Shusha is especially held dear because many musicians, writers and intellectuals originated from there, including Uzeyir Hajibeyov (Founder of Azerbaijani National Opera); Bul-Bul (Founder of Azerbaijani vocal opera); Jabbar Garyaghdioghlu (Azerbaijani Mugham Art virtuoso); singer Rashid Behbudov; musicians Ashraf Abbasov, Suleyman Alasgarov, Fikrat Amirov, Farhad Badalbeyli, Seyid and Khan Shushinski, writers Abdurrahim bey Hagverdiyev, Mirmohsum Navvab, and Najaf bey Vazirov; poetess Khurshud banu Natavan; and many other cultural figures.

Since the majority of the Azerbaijani population of the disputed Nagorno-Karabagh region originates from the town of Shusha and surrounding villages of Malybeyli, Gushchular, Khalfali, Turshsu, Shirlan, Imamgulular, Zarishli, Khanligpeye, Geybali and Goytala, many Azerbaijanis view the return of Shusha as being only fair.

While the Republic of Azerbaijan has declared its readiness to accept mutual compromises and mutual recognition of needs and rights, many people in Azerbaijan are convinced that no settlement is possible without the restoration of Azerbaijani sovereignty over the Shusha region. In addition, they believe that the Azerbaijani people evicted from Nagorno-Karabagh, including the people from the Shusha region, should be given the right of return and provided with the same security guarantees that will be provided for the Armenian population of Nagorno-Karabagh.

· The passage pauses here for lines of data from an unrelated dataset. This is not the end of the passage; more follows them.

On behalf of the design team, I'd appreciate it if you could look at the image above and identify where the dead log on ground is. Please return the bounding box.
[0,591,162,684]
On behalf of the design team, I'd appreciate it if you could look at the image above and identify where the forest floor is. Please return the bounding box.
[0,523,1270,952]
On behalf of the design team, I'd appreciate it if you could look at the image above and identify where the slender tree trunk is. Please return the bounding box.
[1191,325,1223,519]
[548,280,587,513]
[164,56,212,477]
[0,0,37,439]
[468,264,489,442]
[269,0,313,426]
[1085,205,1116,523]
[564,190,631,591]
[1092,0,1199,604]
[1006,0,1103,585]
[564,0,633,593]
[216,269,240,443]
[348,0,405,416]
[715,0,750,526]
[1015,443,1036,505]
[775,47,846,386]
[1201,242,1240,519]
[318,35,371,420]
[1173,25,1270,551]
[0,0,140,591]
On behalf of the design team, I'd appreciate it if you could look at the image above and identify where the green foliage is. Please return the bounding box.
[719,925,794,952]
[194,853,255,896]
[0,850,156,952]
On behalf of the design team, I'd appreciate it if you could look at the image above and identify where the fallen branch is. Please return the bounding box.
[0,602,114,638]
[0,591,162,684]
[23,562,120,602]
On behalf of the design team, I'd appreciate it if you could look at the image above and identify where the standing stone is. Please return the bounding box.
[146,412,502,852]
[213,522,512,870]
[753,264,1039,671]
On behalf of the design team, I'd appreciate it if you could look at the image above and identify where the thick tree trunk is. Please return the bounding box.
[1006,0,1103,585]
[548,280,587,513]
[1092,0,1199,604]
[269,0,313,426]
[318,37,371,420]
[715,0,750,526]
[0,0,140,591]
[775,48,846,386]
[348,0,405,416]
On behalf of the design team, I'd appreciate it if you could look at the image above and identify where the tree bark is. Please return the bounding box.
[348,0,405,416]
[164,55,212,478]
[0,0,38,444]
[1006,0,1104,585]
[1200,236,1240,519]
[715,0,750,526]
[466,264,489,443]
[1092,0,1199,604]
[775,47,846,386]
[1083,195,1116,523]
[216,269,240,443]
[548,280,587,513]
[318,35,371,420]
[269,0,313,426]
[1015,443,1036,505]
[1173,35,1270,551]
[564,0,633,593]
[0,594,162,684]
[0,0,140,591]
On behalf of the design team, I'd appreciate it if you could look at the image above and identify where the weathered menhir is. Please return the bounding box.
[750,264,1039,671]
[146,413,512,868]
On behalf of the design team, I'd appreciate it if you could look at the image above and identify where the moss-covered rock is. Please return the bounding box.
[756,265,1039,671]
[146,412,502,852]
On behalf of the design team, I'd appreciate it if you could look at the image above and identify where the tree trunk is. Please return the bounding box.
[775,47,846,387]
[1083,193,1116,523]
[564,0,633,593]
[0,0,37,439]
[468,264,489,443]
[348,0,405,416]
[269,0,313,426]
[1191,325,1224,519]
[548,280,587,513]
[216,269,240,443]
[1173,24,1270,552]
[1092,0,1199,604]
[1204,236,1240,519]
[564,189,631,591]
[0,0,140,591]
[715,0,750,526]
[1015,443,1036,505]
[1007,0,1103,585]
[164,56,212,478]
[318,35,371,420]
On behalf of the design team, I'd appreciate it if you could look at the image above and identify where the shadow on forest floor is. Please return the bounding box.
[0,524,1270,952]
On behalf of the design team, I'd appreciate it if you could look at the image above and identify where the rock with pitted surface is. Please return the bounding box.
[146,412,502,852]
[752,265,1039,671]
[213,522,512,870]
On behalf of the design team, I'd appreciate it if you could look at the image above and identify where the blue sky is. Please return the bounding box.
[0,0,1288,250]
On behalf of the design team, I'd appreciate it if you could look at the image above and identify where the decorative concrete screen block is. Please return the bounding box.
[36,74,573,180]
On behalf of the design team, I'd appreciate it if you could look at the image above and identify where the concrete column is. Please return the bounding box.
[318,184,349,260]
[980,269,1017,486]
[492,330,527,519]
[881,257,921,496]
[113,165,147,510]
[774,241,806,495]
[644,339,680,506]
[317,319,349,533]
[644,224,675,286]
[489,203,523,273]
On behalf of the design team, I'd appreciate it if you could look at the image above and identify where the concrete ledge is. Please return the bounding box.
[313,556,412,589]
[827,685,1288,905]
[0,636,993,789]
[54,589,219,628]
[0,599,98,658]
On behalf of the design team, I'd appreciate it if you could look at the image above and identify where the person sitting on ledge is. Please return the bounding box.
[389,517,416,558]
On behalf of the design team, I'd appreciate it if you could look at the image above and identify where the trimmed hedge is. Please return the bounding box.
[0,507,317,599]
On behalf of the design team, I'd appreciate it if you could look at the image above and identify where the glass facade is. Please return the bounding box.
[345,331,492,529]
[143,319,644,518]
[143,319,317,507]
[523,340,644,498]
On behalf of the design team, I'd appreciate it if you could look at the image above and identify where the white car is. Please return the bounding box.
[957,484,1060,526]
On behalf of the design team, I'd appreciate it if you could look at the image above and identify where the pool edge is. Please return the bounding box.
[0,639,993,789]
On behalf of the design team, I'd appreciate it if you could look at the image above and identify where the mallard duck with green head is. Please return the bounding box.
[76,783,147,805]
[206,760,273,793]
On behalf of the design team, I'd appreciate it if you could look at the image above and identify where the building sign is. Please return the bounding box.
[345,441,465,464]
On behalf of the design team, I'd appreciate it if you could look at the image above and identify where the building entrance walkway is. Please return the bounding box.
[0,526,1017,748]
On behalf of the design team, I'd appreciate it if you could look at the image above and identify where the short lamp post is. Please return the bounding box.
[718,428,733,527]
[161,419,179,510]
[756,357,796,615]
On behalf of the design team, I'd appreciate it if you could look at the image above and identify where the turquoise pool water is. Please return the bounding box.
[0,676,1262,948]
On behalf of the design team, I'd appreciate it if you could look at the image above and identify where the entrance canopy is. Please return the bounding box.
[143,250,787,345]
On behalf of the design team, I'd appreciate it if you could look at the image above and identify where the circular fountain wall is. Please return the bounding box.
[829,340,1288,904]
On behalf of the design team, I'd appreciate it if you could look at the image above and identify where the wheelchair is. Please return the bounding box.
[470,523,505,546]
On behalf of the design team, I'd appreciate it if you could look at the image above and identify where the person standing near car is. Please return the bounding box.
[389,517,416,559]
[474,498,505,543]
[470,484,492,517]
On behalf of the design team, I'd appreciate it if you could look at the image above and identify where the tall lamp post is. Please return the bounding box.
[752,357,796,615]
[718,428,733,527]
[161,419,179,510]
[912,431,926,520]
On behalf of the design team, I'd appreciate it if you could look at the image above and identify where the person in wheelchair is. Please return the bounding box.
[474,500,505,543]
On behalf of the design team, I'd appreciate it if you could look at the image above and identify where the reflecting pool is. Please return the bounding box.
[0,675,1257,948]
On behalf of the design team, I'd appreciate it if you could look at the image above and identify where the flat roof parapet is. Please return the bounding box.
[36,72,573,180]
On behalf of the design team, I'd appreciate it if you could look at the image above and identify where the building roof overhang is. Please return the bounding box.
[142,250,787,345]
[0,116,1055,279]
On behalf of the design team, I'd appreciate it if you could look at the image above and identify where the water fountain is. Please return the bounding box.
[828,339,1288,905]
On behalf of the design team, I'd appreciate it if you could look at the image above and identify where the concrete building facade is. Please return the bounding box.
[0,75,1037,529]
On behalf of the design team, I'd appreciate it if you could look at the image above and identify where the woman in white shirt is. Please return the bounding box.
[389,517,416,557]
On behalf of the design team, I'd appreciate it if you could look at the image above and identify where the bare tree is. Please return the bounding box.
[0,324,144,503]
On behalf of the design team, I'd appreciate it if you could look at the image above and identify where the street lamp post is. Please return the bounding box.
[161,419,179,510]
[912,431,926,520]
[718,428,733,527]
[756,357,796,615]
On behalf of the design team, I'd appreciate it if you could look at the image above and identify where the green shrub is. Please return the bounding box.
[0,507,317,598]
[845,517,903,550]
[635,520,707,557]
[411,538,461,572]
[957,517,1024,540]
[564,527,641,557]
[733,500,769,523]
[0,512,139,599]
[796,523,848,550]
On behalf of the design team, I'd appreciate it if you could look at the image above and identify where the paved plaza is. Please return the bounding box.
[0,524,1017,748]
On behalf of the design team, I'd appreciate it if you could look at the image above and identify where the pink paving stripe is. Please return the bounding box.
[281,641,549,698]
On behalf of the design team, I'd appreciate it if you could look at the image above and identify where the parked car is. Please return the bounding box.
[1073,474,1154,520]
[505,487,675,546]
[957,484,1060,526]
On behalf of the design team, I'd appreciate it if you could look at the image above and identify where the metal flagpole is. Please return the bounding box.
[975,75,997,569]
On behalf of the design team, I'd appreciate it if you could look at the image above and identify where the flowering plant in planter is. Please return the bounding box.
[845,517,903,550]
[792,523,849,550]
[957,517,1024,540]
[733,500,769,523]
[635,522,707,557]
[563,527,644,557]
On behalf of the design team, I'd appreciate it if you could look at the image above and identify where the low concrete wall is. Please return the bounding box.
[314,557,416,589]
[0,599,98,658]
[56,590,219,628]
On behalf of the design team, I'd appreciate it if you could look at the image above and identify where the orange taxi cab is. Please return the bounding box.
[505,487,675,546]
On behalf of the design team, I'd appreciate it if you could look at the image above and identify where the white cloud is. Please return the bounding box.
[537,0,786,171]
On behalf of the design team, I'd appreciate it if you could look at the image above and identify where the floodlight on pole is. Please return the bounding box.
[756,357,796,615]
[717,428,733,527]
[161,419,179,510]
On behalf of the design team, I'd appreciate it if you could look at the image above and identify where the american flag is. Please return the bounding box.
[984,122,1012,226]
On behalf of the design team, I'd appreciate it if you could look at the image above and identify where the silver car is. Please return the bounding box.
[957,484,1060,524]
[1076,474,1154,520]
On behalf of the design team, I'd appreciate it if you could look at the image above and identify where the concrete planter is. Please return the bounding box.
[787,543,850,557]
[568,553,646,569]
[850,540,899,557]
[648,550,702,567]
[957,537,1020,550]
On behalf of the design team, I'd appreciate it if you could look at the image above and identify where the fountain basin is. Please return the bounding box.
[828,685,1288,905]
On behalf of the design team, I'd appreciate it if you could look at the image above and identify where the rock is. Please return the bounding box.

Elchin Amirbeyov, a member of Azerbaijan's Ministry of Foreign Affairs, serves as Counselor on Political Affairs at the Mission of the Republic of Azerbaijan to NATO. This is an edited and abridged version of a brief prepared for Harvard's Caspian Studies Program in December 2001. The views expressed are Mr. Amirbeyov's own and do not represent an official statement or document of the Ministry of Foreign Affairs of the Government of Azerbaijan.